Algunos comentaristas que siguen estos temas en México han sugerido que gracias a las revelaciones de un estudio en particular de Jeffrey S. Passel, del Pew Hispanic Center, aparecido a mediados de 2012, la reforma migratoria norteamericana ha perdido importancia. Se ha llegado al “net-zero”: el flujo indocumentado neto de mexicanos emigrando a Estados Unidos ha desaparecido. El ex presidente Felipe Calderón incluso se vanaglorió de ello en una de sus íntimas visitas a Estados Unidos. Yo mismo, en un artículo aparecido el 7 de junio de 2012, afirmé que otra parte de la reforma puede considerarse casi consumada, ya que se ha producido a lo largo de los últimos 3 o 4 años un incremento espectacular en el flujo migratorio documentado, o autorizado, de mexicanos a Estados Unidos. Me parece que lo segundo sigue siendo cierto pero aleatorio; y hay razones para pensar que lo primero ya no es del todo cierto, si es que lo fue alguna vez.
Un nuevo estudio de Roberto Suro y René Zenteno, Mexican Migration Beyond the Downturn and Deportations, que utiliza datos de El Colegio dela Frontera Norte, en Tijuana, y The Thomás Rivera Policy Institute, en Los Ángeles, afirma que a principios o mediados de 2012 los flujos migratorios no autorizados hacia el norte volvieron a subir, mientras que los flujos hacia el sur disminuyeron: “El resultado es que el tamaño de la población mexicana nacida dentro de los Estados Unidos se ha recuperado completamente de las mermas que sufrió durante la recesión”. Las dimensiones de esa población, que incluye mexicanos con papeles y sin papeles, se han mantenido en el mismo nivel -aproximadamente 11.7 millones de personas- que alcanzaron antes de la recesión de 2008-2009.

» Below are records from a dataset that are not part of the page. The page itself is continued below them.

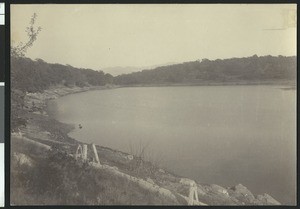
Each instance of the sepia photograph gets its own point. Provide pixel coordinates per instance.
(153, 104)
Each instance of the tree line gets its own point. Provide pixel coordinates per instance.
(248, 69)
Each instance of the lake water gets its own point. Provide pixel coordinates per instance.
(214, 134)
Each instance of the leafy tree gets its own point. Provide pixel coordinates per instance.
(32, 33)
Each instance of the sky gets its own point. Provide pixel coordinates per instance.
(108, 35)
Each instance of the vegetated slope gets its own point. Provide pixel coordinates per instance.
(235, 70)
(36, 76)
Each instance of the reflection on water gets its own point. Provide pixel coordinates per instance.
(215, 134)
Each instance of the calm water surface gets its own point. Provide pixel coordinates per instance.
(214, 134)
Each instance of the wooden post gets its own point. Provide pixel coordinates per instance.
(78, 152)
(193, 196)
(95, 153)
(84, 154)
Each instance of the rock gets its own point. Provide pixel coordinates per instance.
(129, 157)
(150, 180)
(161, 170)
(22, 159)
(242, 194)
(219, 189)
(266, 199)
(186, 181)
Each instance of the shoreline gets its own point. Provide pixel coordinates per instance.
(111, 155)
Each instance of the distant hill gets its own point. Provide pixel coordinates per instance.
(37, 76)
(118, 70)
(264, 69)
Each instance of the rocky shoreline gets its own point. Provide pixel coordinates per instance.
(43, 128)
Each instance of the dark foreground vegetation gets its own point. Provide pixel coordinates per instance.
(53, 178)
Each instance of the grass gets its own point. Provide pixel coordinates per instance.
(57, 179)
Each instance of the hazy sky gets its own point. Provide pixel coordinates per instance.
(97, 36)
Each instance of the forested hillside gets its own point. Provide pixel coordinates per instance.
(246, 70)
(36, 76)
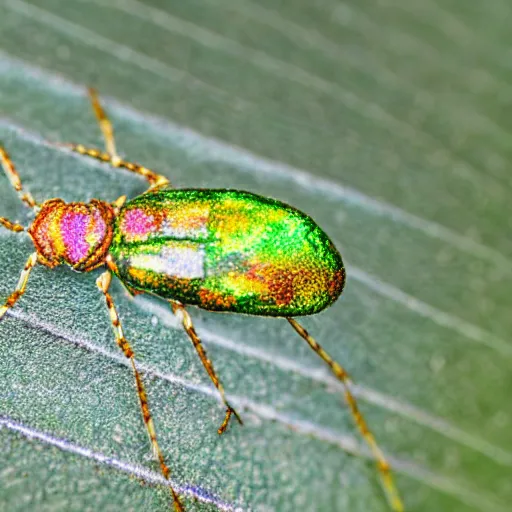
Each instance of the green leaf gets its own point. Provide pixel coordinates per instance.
(388, 123)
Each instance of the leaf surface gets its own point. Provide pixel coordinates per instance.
(387, 123)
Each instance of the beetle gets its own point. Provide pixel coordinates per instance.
(217, 249)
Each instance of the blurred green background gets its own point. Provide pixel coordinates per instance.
(389, 122)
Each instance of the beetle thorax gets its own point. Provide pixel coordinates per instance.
(75, 234)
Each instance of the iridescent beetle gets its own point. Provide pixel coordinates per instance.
(220, 250)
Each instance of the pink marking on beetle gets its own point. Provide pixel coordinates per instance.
(138, 225)
(73, 227)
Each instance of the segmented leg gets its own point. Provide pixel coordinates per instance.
(155, 180)
(22, 284)
(180, 311)
(110, 156)
(103, 283)
(382, 464)
(104, 122)
(14, 178)
(12, 226)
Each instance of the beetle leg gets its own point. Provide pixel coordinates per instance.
(14, 178)
(12, 226)
(105, 124)
(110, 156)
(180, 311)
(103, 283)
(340, 373)
(22, 284)
(155, 180)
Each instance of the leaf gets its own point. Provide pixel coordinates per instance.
(386, 122)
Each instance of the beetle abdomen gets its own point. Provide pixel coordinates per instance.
(226, 250)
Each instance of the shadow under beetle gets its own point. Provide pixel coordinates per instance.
(220, 250)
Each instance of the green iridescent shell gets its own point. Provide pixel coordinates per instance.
(226, 250)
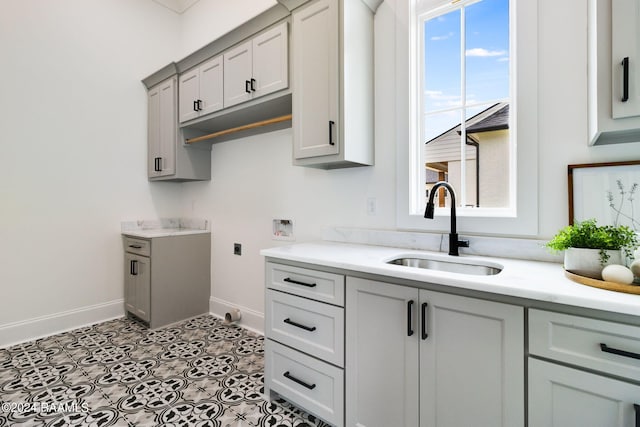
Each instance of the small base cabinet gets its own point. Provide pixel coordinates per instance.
(417, 357)
(593, 394)
(167, 279)
(304, 346)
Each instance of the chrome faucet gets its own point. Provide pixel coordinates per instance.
(454, 243)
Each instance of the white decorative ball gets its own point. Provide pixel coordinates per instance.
(635, 267)
(617, 274)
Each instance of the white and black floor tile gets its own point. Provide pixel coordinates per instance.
(200, 372)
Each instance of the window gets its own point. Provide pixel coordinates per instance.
(465, 124)
(464, 101)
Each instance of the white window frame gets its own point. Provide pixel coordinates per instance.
(518, 220)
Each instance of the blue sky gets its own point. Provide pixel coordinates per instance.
(486, 52)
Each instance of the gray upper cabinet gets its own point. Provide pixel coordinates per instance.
(614, 71)
(168, 157)
(201, 90)
(333, 84)
(162, 129)
(257, 67)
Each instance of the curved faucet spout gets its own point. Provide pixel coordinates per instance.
(454, 243)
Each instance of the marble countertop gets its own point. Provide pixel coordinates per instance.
(163, 232)
(535, 280)
(148, 229)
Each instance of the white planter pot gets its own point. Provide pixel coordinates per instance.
(586, 262)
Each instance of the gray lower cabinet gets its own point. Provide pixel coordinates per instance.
(600, 388)
(167, 279)
(304, 345)
(418, 357)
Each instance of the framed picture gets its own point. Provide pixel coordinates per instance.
(608, 192)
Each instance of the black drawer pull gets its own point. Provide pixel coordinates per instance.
(608, 349)
(331, 125)
(409, 318)
(133, 267)
(625, 79)
(425, 335)
(295, 380)
(298, 325)
(295, 282)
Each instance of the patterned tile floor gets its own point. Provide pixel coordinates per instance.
(199, 372)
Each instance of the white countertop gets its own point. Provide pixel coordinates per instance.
(163, 232)
(542, 281)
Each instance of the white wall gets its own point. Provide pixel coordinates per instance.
(73, 147)
(72, 114)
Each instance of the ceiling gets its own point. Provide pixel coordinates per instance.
(178, 6)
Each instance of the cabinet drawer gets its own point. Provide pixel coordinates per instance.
(595, 344)
(309, 326)
(317, 285)
(310, 383)
(137, 246)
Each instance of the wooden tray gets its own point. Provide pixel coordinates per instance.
(610, 286)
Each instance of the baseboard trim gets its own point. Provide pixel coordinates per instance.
(39, 327)
(251, 319)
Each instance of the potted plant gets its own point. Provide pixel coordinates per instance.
(589, 247)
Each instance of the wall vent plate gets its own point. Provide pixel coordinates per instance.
(282, 229)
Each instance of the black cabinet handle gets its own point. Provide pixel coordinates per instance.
(331, 125)
(295, 380)
(295, 282)
(625, 79)
(409, 318)
(624, 353)
(425, 335)
(298, 325)
(133, 267)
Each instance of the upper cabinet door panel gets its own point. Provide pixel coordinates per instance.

Los autores consideran que la razón del repunte de los flujos hacia el norte y de la caída de retornos voluntarios y obligados hacia el sur tiene que ver fundamentalmente con la situación económica estadounidense, y muy poco con el panorama económico en México, o con la política de endurecimiento migratorio de los gobiernos de Bush y Obama. Sus hallazgos se confirman por datos de Conapo citados por Reforma el 29 de noviembre pasado, que estimó en 467 mil los mexicanos que emigraron a Estados Unidos en 2012, con y sin papeles. Si sabemos que esta población sólo aumenta por la llegada de nuevos migrantes, y no por crecimiento natural, ya que cada niño nacido en Estados Unidos automáticamente se contabiliza como norteamericano, y recordamos que el mismo universo sólo decrece por fallecimientos, deportaciones del interior (“removals”) y retornos voluntarios, podemos concluir que a un nivel inferior al año pico del 2007 pero de todas maneras elevado, se mantiene el flujo migratorio mexicano hacia Estados Unidos legal o ilegal, y que si la economía norteamericana se sigue recuperando, este flujo seguirá aumentando. Es en este contexto que Enrique Peña Nieto deberá tomar su decisión.